Wednesday, March 23, 2011

the worst

it's only fitting to start posting entries titled after singles from lagwagon's "resolve," an album dedicated to the memory of derrick plourde. plourde had been a fixture of the southern california punk revival scene beginning with his involvement with lagwagon in 1991 and lasting through stints with the ataris, RKL, and significant contributions to lagwagon lead singer joey cape's side project bad astronaut.

in 2005, plourde shot himself in the chest.

the entirety of "resolve" is dedicated to the memory of the deceased drummer; how much he impacted the lives of those around him and those who simply heard his machine gun-fast, robot-accurate drumming. while plourde, or any of his bands (excluding perhaps the atari's flash-in-the-pan hit, covering a terrible don henley song), never really made it to the big time, much of the drum work he did on various records is seared into the identity of a generation of counter-culture youth from america's suburbs.

i should note that i'm not trying to make light of a guy who committed suicide here, but making an analogy of plourde to this season's jazz isn't terribly difficult.

the utah jazz came late to the NBA game, moving from new orleans to a state "where music is illegal" around the same time the larry bird entered the league. the franchise made a handful of brilliant moves in the 1980's, culminating a decade later with a pair of runs at a world championship. 13 seasons after utah's last shot at a title, the wheels fell off the car when sloan resigned and the front office traded an all-star point guard midseason. according to david locke (and reality), even before the moves, the team had been showing multiple signs of an major problems back in december. trading deron williams, then, wasn't really the initial death knell for the jazz season. it was more of the coup de grĂ¢ce.
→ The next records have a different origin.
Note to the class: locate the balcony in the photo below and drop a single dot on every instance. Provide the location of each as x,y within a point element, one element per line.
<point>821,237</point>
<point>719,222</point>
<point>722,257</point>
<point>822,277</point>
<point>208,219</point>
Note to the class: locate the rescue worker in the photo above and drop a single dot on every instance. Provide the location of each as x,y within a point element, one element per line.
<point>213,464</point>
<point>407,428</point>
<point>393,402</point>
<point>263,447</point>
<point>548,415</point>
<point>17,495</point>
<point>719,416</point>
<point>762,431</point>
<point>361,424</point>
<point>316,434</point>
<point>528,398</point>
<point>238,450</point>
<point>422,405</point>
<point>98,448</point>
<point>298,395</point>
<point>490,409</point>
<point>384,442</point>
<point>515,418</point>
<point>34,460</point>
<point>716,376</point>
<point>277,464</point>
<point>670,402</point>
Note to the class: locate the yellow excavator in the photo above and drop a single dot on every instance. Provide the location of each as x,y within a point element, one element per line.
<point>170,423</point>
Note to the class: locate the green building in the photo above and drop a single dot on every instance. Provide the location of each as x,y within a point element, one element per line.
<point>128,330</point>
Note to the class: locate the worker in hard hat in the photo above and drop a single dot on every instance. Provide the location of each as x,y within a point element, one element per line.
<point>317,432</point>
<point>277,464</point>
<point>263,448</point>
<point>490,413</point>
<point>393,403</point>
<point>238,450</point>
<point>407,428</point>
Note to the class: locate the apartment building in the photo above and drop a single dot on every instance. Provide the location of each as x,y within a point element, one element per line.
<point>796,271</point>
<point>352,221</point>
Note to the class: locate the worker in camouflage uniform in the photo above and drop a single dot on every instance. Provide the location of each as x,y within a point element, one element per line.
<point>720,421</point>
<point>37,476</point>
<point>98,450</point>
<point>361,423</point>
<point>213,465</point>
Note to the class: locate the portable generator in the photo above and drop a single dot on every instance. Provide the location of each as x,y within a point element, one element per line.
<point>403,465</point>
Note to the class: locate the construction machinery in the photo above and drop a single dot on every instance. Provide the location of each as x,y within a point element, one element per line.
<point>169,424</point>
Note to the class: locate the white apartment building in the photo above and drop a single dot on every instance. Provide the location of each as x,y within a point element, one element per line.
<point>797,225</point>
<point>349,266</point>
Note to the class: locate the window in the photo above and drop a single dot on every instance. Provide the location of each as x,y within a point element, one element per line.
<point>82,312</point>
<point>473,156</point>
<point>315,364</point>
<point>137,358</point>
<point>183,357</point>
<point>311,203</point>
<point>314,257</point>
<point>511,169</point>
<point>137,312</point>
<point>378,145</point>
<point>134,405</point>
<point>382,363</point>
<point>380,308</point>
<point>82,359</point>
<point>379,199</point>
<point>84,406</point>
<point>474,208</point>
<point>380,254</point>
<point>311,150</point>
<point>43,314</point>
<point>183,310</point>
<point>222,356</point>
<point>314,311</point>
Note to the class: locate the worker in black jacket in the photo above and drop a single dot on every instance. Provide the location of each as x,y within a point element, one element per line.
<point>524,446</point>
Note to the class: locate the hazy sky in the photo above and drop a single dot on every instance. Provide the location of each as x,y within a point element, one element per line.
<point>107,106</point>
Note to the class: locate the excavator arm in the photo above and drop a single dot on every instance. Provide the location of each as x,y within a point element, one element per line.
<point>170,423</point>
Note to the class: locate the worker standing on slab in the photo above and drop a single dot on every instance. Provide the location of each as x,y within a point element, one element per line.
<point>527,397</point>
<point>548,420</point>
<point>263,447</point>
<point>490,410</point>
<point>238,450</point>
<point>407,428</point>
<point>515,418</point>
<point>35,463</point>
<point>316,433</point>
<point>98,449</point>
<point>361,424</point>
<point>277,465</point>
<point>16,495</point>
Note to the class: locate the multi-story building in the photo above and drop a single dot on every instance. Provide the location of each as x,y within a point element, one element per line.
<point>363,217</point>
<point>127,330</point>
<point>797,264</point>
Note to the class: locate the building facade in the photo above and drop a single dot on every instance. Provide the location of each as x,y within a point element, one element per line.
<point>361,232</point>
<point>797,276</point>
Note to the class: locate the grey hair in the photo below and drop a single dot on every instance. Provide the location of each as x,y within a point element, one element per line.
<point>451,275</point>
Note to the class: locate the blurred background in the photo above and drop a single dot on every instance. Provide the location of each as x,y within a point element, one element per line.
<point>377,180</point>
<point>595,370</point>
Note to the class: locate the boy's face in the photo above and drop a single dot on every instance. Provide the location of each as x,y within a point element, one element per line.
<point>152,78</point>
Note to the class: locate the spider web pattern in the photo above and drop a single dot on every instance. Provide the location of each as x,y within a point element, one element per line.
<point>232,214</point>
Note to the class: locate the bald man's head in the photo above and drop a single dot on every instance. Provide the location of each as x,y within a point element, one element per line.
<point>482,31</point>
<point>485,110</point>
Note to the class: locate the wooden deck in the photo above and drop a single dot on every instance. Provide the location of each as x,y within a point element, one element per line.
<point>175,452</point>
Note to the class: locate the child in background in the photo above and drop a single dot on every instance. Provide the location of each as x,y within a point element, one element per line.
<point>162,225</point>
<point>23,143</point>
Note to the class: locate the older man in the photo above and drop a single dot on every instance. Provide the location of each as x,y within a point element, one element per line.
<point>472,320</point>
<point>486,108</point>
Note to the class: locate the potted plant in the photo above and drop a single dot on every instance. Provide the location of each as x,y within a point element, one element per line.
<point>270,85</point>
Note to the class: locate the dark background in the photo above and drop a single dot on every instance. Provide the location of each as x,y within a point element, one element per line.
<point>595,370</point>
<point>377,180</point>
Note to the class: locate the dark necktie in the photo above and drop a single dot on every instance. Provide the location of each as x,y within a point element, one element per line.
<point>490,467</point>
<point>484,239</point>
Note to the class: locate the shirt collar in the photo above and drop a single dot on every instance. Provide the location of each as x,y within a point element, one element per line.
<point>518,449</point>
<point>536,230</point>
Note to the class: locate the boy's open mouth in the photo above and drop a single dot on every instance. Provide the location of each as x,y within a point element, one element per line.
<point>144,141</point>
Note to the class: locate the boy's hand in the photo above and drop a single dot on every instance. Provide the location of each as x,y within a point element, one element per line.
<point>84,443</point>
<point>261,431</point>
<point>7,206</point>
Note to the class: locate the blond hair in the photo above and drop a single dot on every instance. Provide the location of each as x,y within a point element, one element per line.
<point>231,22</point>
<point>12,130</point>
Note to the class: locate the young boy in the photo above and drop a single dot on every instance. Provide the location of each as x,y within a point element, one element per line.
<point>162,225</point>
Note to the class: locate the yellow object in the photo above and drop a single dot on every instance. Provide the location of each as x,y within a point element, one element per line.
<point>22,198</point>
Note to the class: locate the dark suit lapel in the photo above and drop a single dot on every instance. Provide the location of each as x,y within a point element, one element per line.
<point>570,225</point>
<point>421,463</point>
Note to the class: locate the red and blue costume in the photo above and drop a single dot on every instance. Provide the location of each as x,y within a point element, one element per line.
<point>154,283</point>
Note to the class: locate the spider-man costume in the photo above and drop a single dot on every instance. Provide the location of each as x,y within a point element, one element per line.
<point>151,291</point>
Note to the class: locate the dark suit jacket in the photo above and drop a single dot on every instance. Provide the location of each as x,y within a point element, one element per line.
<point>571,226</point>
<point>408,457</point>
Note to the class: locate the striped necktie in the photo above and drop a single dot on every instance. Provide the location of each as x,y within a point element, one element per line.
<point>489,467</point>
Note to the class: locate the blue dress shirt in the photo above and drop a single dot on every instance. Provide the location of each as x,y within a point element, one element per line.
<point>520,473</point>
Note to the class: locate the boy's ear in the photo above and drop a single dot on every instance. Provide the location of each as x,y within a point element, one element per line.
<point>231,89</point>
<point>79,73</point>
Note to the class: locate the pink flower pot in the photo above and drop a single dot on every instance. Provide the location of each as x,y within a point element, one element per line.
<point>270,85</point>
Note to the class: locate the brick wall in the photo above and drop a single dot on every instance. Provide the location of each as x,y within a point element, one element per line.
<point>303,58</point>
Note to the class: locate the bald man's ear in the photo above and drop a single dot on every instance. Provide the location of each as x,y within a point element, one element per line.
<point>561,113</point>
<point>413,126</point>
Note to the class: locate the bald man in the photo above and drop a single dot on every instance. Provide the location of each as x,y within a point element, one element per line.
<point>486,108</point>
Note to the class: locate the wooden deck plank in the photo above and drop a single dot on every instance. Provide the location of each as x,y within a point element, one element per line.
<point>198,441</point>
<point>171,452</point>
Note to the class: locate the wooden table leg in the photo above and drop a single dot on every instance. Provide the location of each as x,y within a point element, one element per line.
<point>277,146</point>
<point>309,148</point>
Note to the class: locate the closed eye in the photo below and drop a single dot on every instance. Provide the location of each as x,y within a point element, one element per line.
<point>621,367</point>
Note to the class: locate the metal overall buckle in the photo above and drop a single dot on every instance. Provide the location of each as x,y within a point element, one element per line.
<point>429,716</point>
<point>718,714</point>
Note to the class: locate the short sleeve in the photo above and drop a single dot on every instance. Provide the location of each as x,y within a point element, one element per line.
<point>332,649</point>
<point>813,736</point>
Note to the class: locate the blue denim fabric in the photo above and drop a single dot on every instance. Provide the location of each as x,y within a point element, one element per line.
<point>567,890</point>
for jazz fans, other than what seemed like a mild hiccup between the stockton/malone era and the deron williams years, there has always been light at the end of the tunnel; even with a mediocre season, the playoffs have been a virtual certainty for the salt lake city franchise. but now the all-too-real potential of having a regular season only team is starting to weigh heavily on many jazz fans, including yours truly.

when plourde left lagwagon, the band was able to move forward without missing much of a beat; the group's best-selling album (1999's "let's talk about feelings") was recorded with a new man behind the drum kit. arguably the best effort from the band after their 2000 hiatus was, in fact, the album dedicated to their fallen colleague.

while most jazz fans have stayed relatively upbeat about the future prospects of the team, i think it's fair to say that all of us have indulged in a bit of pitying ourselves and the organization. if the best thing we have to look forward to is reflecting on the glory years of a squad that never won a title, it's going to be a long and thankless road.

i think karl malone's attitude, that the team needs to look back at what worked on a fundamental level (grit and execution), is likely to be the saving grace next season, despite whatever moves are made by the front office personnel. sometimes, a now-irrelevant band channels an intensity of emotion lost after a career of never quite making it to the big time in order to cap its catalog with a masterpiece. but it wasn't solely the emotion that made resolve such an amazing record. it was a band that had honed its craft to perfection. it took reflection. it took work.

it's an old cliche that you never know what the future may bring. but occasionally, when fortune brings disaster, something amazing results. maybe the death of 25 years of reliably great jazz basketball will mark the birth of the next 25. but it's not going to come without some pain.